Is there a way of remedying that problem? Suppose in each neighborhood where people know each other or live close enough together to meet and talk, the citizens meet to select someone who is familiar with the school committee and knows the persons who are running to join that committee. Perhaps that person was a member of the committee some time ago and thus knows the personalities of the current membership and the functioning of the body. Suppose further that each neighborhood selects one such person well able to make an informed choice with respect to members of the School Committee. The representatives of each neighborhood will meet and choose the requisite number of persons to serve on this committee. The committee membership is picked by persons who know each candidate and have some judgment as to who may be the best person to help the schools. In this way the problem of citizens voting for more or less unknown candidates has been circumvented.
You may object that this indirect vote for school committee members puts a great distance between the individual citizens and the organs of city government. But that distance exists already. There is a large gap between me and institutions whose members are elected but are on the whole unknown to the people who vote for them and therefore cannot really be said represent those people.
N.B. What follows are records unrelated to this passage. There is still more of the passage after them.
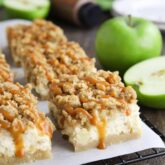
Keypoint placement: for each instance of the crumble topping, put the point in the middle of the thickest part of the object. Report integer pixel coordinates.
(90, 99)
(5, 74)
(18, 112)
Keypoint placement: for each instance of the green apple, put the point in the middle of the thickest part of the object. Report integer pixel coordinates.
(27, 9)
(123, 41)
(148, 79)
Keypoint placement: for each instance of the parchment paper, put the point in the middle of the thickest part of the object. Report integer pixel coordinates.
(63, 153)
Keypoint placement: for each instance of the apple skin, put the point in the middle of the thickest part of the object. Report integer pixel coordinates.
(153, 101)
(140, 77)
(30, 15)
(122, 42)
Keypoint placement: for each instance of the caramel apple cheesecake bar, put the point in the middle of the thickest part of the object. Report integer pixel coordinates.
(38, 72)
(95, 110)
(40, 31)
(5, 73)
(25, 133)
(41, 66)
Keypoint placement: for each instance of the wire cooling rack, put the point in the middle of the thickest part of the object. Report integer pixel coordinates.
(137, 156)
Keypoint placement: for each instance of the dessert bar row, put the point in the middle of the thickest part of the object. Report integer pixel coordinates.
(93, 108)
(25, 133)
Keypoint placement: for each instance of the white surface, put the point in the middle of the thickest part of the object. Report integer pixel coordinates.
(153, 10)
(62, 150)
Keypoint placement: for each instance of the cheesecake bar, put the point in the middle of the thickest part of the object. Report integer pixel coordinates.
(69, 58)
(40, 31)
(25, 133)
(95, 110)
(38, 72)
(5, 73)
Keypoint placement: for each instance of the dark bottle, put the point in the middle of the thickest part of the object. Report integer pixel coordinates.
(81, 12)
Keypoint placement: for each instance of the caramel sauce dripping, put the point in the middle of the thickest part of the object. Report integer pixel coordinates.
(16, 132)
(36, 62)
(100, 125)
(44, 126)
(7, 115)
(84, 100)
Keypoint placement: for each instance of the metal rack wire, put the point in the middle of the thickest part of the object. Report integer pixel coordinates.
(137, 156)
If voters under our present system of direct elections of members of the School Board or the City Council wanted to be familiar with the persons they vote for, they would need to spend a great deal more time to meet the candidates at different forums or when they volunteered to work for a candidate or another. Most citizens do not have the time available.
Counting up the number of votes that different candidates get from voters that do not know them strikes me as an irrational way of electing a government. The jobs we elect people for are important. It makes a great deal of difference for us how well those jobs are done. We need the best candidates available. We don't get those as long as we respond to campaign literature written by professional campaign strategists that often are only faintly related to the ideas and practices of the candidate.
We need to elect persons as electors we know, whom we can trust that they will do what they promise us. That means we should choose persons in our neighborhood who are familiar with the office we are voting for and familiar with the candidates. They can choose the one who will do the best job for us.
This is, I believe, a good project. But Is it realistic? In many places in the United States citizens do not live in stable neighborhoods where neighbors know each other and are thus able to choose the right electors for local as well as national elections. Many neighborhoods are unstable in that people move in and out constantly. Think of neighborhoods with large student populations or neighborhoods of poor people who are regularly getting evicted because they are unable to pay the rent. In areas surrounding military installations, families move regularly when their members in the military are transferred. There are parts of many towns populated by young people on their way up who will leave when they get promoted and their pay goes up. Others leave because they lose their job in times of economic instability. In short, the picture of areas with stable populations does not seem to apply to significant parts of the country.
But many folks in these highly mobile populations may not participate in elections, especially not in local elections because their ties to the locality may be very weak. They may also remain aloof from elections because they do not feel at all included in the political system. Candidates do not seek them out or mentioned there needs and problems in their campaign speeches. Feeling overlooked by politicians they may well stay aside when elections come around.
Choosing the electors we do know instead of candidates we don't, is a realistic project that deserves serious consideration.